More teens are reporting their sexual identity as gay, lesbian or bisexual, a survey from the Centers for Disease Control shows. And the number is on the rise, especially rapidly with girls.
Between 2015 and 2019, the percentage of 15- to 17-year-olds who said they identified as “non-heterosexual” increased from 8.3% to 11.7%, according to the CDC, which surveyed over 20,000 teen boys and 21,000 teen girls, with respondents having an average age of 16.
The percentage of boys who identified as non-heterosexual rose from 4.5% to 5.7% between 2015 and 2019.
For girls, the increase went from 12.2% in 2015 to 17.8% in 2019.
Since 2015, the CDC’s Youth Risk Behavior Survey has had questions about respondents’ sexual identity and the gender of their intimate contacts. Before 2015, those questions were included only on some regional surveys. Non-hetero gender identity for boys and girls has been on the rise since 2005, but is now showing that a significant number of teens have opted for an alternate gender identity.
In the 2019 results, the percentage of high school students who have ever had sex declined from 46% in 2009 to 38% in 2019. The percentage of students who had been with four or more sexual partners also declined from 14% in 2009 to 9% in 2019.
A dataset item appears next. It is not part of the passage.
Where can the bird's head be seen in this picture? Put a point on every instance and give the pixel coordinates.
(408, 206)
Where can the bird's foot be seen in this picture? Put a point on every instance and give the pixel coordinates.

Also from the survey, 25% of students reported being bullied, 8% students reported physical dating violence, and 11% reported sexual violence. During 2019, 19% of students reported seriously considered attempting suicide, 16% made a suicide plan, and 9% made a suicide attempt.
The Youth Risk Behavior Surveillance System was developed in 1990 to monitor health behaviors that contribute markedly to the leading causes of death, disability, and social problems among youth in the United States. The survey was again conducted in 2021, but those results are not yet available.